Ex Sotheby’s chair gets prison time

Former Sotheby’s Chairman A. Alfred Taubman was sentenced Monday to a year in prison and fined $7.5 million for taking part in a price-fixing scheme that scandalized the auction industry, the Associated Press reported.

Taubman, 78, was sentenced by U.S. District Court Judge George Daniels in Manhattan for overcharging Sotheby’s sellers $43.8 million over six years.

Prosecutors had asked that Taubman be sentenced to three years in prison, the AP reported. His lawyers had sought probation.

“No one is above the law,” the judge reportedly said. Taubman was convicted Dec. 5 of conspiracy to violate antitrust laws in the scheme that prosecutors said involved his counterpart, Anthony Tennant, at rival Christie’s auction house.

The Justice Department said the men colluded on how much to charge, depriving the sellers of the opportunity to bargain for a lower price.

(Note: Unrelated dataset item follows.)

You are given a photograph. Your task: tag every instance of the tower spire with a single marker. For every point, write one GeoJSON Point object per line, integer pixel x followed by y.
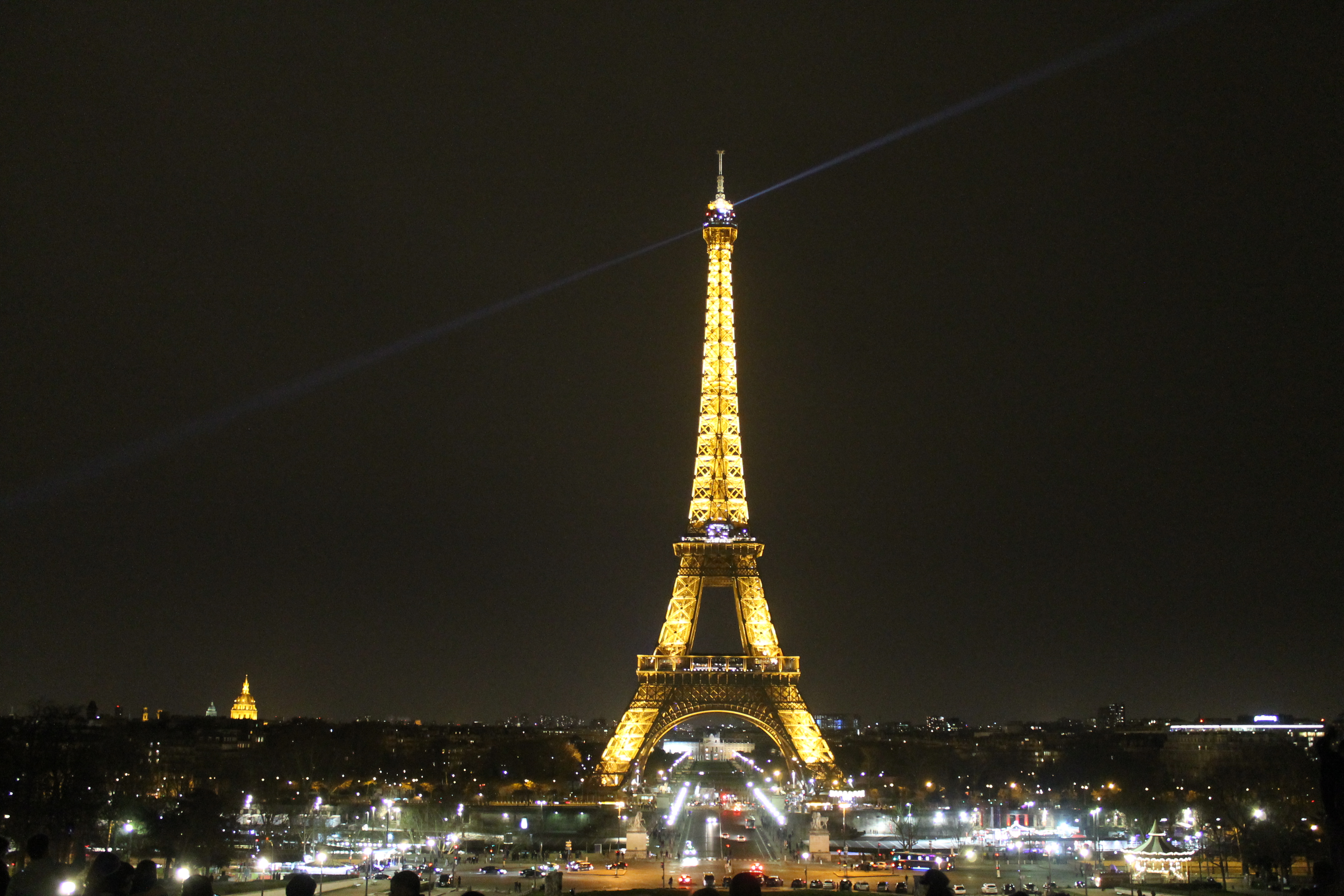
{"type": "Point", "coordinates": [718, 491]}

The two auction houses control more than 90 percent of the world’s art auctions.

Tennant, 71, of Andover, England, has said he will not come to the United States to face trial. He cannot be extradited on antitrust charges.

Taubman’s lawyers had claimed prison would worsen the health of their 78-year-old client, who has heart disease, diabetes, hypertension and renal failure.

“Mr. Taubman’s once stellar reputation, which took him decades of incredibly hard work and humanity to build, has been shattered, literally overnight. The humiliation he has endured is simply indescribable,” his lawyers reportedly wrote in pre-sentencing papers.

The government acknowledged that Taubman’s charitable and civic contributions were generous and substantial, but said they were not unusual for a man worth more than $640 million, the AP reported.